It’s better to sweat assets and extend the life of technology than simply breaking it down says Computer Aid in a BCS debate
Rather than thinking purely in terms of recycling old hardware when it is no longer useful to them, companies should consider whether PCs and other technology can be re-used by other organisations, a panel of Green IT experts have said.
Speaking at a meeting organised by the British Computer Society this week, experts from companies such as Sun Microsystems, IT charity Computer Aid, and hosting company Memset discussed a variety of approaches to sustainable use of technology including whether recycling is actually as environmentally friendly as it is widely portrayed.
Director of marketing and communications at Computer Aid International Anja ffrench, which provides refurbished PCs to deserving projects in developing countries, argued that rather than use recycling schemes offered by PC makers such as Dell and HP, enterprises should realise that their obsolete computers may still have a use in other organisations.
“There is such a massive demand in Africa and South America from schools and hospitals for equipment while we in the UK are getting rid of millions of computers every year and only a tiny minority is being responsibly reused,” she said. “We would like to see the Government create more incentives for companies to ‘re-use’ their equipment in this way.”

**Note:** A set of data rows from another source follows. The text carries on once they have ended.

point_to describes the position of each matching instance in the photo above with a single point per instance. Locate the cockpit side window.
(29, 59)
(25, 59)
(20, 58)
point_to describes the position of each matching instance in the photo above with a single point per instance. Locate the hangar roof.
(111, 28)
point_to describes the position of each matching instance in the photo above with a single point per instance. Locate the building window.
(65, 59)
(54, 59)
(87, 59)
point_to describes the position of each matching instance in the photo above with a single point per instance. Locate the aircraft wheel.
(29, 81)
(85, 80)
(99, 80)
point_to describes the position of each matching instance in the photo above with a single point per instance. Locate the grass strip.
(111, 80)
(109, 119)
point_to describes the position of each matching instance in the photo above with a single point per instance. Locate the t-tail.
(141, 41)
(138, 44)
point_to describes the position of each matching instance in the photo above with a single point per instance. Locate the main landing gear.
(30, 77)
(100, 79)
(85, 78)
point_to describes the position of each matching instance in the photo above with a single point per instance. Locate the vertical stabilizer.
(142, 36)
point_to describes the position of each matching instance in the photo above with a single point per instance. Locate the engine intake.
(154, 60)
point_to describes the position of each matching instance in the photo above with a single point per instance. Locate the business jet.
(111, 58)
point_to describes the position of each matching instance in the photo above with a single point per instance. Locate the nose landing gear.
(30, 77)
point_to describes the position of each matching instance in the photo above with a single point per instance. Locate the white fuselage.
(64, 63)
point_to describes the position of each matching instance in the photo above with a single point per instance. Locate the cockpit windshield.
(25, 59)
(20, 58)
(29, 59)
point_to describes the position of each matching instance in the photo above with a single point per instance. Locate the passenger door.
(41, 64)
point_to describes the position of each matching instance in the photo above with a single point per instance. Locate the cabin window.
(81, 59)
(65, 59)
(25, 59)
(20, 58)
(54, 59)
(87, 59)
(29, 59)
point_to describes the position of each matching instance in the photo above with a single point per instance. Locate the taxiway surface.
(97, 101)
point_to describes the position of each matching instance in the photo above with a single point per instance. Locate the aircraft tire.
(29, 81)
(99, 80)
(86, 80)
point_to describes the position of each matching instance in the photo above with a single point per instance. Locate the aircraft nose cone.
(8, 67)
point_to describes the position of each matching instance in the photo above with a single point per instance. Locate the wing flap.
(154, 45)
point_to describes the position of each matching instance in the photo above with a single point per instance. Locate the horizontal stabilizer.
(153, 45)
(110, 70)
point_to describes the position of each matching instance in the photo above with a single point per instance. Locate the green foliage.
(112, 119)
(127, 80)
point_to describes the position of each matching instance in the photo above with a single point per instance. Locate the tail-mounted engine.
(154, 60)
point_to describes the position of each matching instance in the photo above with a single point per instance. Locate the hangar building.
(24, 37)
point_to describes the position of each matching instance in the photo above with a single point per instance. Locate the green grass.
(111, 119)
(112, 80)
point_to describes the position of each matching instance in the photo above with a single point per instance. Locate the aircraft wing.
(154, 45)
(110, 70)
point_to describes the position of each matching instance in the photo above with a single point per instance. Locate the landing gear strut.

Much of the government’s policy around sustainable use of technology has been focused on energy efficiency and recycling via legislation such as the Waste Electrical and Electronic Equipment (WEEE) Directive. But speaking at the Green IT ’09 conference in London in May, Cabinet Office deputy champion for green ICT Catalina McGregor hinted that the government was beginning to think in terms of the life-span of technology and may encourage the public sector at least to use technology for longer.

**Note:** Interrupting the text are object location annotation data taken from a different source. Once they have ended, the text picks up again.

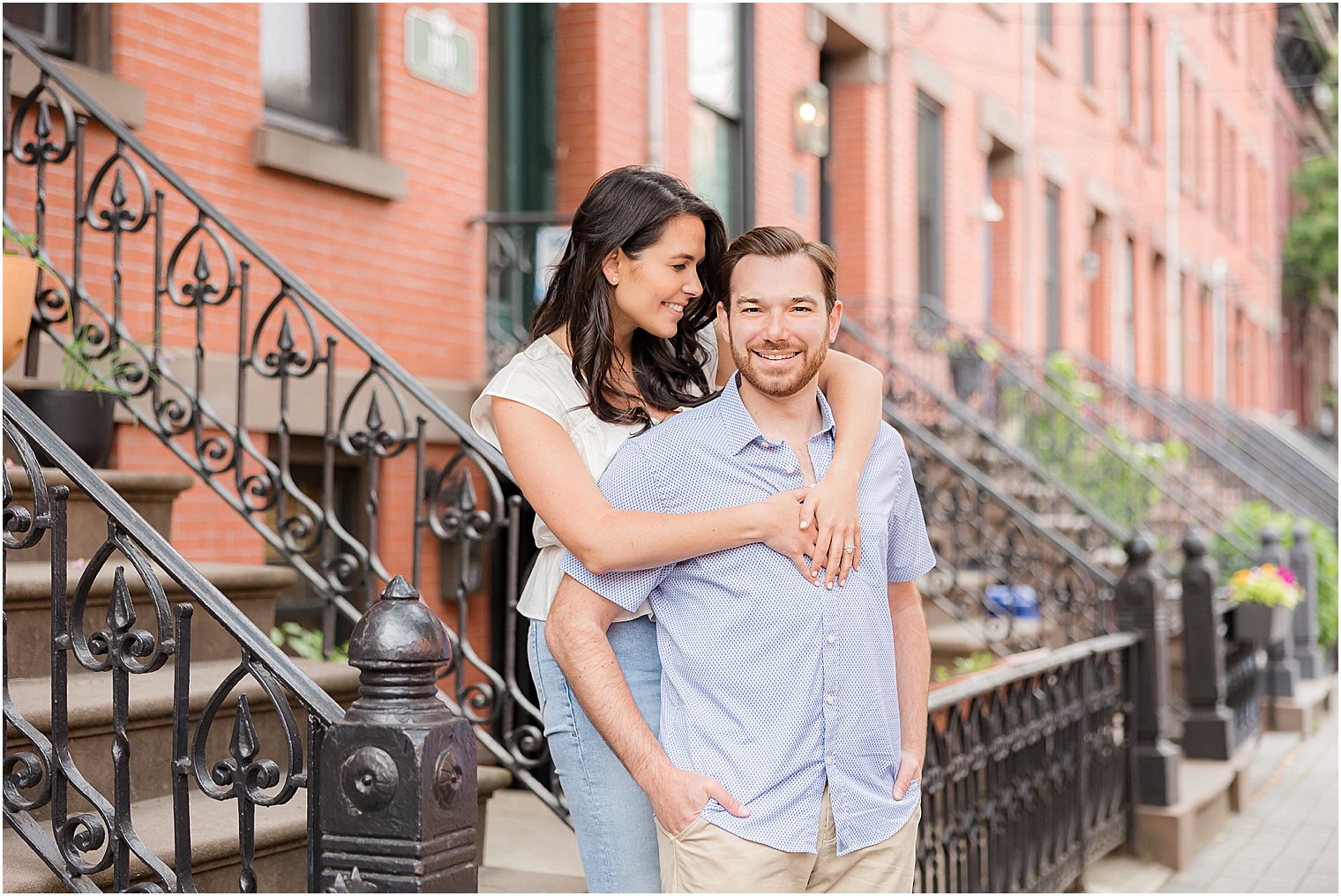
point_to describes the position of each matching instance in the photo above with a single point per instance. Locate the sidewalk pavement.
(1286, 840)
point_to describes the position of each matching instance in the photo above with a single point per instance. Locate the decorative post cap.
(399, 628)
(1139, 549)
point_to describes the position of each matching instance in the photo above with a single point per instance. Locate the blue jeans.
(611, 813)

“For the first time we are getting really good information out of Japan, out of the Swiss, and a number of countries about the carbon footprint of creating kit – how much water goes into creating kit, silicon, sand and on an elemental level – so please keep your eyes open because the math from that production is going to help us make a better judgment call on how long we keep our equipment,” she told an audience of government and private sector IT pros at the two day show.

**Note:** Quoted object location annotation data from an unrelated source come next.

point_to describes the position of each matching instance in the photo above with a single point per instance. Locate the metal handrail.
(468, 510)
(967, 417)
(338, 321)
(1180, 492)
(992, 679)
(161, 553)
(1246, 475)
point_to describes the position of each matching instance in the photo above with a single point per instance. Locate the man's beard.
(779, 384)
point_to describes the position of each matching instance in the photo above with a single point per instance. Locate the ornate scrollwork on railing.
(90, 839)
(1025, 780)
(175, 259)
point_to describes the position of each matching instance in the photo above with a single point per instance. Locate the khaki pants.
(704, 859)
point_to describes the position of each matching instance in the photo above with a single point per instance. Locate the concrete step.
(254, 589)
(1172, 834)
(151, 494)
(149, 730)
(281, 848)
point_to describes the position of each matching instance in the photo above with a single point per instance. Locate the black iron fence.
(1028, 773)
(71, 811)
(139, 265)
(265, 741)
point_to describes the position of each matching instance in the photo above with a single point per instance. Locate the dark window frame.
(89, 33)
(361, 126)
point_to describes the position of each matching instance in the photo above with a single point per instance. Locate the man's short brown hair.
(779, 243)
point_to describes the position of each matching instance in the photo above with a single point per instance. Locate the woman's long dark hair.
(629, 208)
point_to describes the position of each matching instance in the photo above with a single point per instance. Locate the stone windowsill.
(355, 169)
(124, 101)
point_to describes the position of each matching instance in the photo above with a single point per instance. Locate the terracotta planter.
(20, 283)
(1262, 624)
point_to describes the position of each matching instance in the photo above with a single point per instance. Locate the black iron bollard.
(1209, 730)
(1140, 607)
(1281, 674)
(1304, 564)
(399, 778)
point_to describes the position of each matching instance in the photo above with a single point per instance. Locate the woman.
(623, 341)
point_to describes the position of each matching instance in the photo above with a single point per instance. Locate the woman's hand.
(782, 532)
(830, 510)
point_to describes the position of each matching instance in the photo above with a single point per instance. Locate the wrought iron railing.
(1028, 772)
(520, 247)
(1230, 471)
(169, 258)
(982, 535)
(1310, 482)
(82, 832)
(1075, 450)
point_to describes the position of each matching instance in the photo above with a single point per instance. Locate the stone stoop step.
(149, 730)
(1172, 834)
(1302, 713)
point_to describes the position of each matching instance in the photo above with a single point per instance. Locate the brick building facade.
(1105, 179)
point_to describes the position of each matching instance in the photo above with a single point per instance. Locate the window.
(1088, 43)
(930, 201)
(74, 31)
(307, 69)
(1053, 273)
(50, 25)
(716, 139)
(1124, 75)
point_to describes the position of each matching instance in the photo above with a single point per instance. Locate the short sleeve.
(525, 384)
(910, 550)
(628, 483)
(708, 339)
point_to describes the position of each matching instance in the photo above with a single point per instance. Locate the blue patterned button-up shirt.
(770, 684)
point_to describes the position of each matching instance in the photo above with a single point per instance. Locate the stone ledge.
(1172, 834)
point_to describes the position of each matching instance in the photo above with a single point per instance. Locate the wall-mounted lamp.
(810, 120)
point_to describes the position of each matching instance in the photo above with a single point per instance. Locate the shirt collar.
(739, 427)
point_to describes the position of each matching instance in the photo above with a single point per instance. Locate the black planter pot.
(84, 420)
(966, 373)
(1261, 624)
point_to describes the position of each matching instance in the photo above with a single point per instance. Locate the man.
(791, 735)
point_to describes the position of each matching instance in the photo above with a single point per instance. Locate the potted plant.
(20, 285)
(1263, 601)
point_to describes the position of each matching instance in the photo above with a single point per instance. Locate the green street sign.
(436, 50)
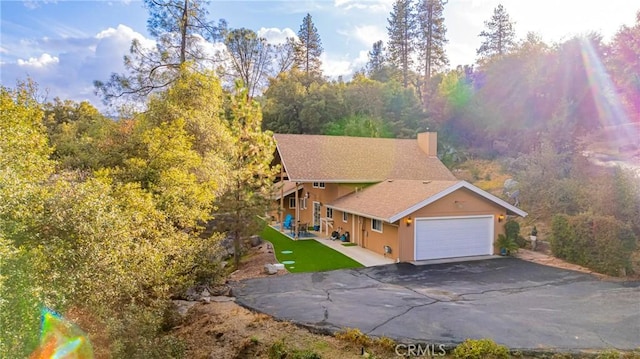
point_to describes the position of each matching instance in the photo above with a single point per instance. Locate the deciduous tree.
(250, 57)
(179, 28)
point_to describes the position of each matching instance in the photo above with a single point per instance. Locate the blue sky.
(66, 45)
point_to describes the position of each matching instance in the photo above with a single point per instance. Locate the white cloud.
(70, 65)
(370, 5)
(39, 62)
(333, 67)
(275, 35)
(368, 34)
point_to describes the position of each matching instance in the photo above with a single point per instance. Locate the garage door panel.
(453, 237)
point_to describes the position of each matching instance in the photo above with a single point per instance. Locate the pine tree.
(432, 36)
(499, 34)
(377, 59)
(308, 49)
(401, 30)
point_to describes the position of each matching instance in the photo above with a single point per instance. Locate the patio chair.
(287, 221)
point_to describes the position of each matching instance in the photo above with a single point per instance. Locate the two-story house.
(393, 196)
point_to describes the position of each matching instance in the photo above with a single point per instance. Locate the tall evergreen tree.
(499, 35)
(377, 59)
(308, 48)
(401, 30)
(432, 36)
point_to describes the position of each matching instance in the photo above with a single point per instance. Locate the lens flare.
(61, 339)
(610, 110)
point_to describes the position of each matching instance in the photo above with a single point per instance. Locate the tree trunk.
(183, 30)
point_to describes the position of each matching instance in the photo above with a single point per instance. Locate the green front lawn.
(308, 254)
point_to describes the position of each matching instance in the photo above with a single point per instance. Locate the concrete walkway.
(362, 255)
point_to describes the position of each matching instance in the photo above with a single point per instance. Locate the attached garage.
(448, 237)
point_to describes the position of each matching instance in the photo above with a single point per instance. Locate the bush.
(279, 350)
(355, 336)
(601, 243)
(480, 349)
(512, 231)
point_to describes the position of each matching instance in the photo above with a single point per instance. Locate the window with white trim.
(376, 225)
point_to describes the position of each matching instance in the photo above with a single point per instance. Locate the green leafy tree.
(178, 27)
(308, 49)
(81, 136)
(24, 169)
(402, 35)
(251, 175)
(181, 141)
(284, 102)
(91, 246)
(624, 62)
(499, 35)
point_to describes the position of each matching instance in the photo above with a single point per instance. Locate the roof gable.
(393, 199)
(342, 159)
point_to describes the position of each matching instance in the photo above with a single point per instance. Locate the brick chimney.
(428, 143)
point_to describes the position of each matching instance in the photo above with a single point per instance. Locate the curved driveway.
(519, 304)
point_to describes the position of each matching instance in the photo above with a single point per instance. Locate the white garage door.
(453, 237)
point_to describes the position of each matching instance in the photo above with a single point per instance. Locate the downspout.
(281, 211)
(297, 219)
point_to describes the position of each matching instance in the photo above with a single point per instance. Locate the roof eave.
(455, 187)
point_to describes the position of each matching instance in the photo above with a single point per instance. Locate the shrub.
(507, 243)
(512, 231)
(279, 350)
(601, 243)
(355, 336)
(480, 349)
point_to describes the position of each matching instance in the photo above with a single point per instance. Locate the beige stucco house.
(393, 196)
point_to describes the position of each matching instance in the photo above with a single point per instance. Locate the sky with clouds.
(66, 45)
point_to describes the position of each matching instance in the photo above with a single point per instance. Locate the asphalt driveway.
(517, 303)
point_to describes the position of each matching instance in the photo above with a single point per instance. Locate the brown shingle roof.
(308, 158)
(386, 199)
(392, 199)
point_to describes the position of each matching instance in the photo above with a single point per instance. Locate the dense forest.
(104, 220)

A recent US survey from IT management company Spiceworks found small to medium-size businesses (SMBs) are holding on to their servers and laptops longer these days but most are also planning to make significant investments in new hardware and software over the next six months. The average planned lifespan of hardware, which includes desktops, laptops and servers, increased 26 percent from 40 months to 50 months, the report found.
According to a 2003 academic study, Computers and the Environment: Understanding and Managing Their Impacts, 75 percent of the environmental harm caused by PC use occurs in the extraction, manufacture phases of the life-cycle – before a PC is used for the first time.
Also speaking at the BCS meeting was Jim Craig, UK head of social corporate responsibility and sustainability at Sun Microsystems, who discussed some of the efforts the server maker has made towards improving the sustainability of its products including avoiding painting some of its equipment. “Sun cuts down at the design stage on the amount of raw materials that go into our computers. Also, we don’t use plastics and don’t paint the metal of servers,” he said.
But despite touting the company’s green efforts, Craig admitted that given the current economic conditions, his business was focused on providing financial as well as environmental benefits to customers. “Economic benefit and return on investment are key to customers in the current economic climate, no matter how ecological the proposition. We are seeing an uptake in business because we satisfy those two areas,” he said.
Sun is currently in the process of being acquired by database maker Oracle but the deal has been stalled by an European Commission probe announced this week.
For its part, the BCS said it is committed to helping its members with challenges around Green IT and has even developed a specific qualification in the subject. Announced in May, the Foundation Certificate in Green IT will provide guidance on issues such as corporate social responsibility, environmental legislation and carbon emission reduction.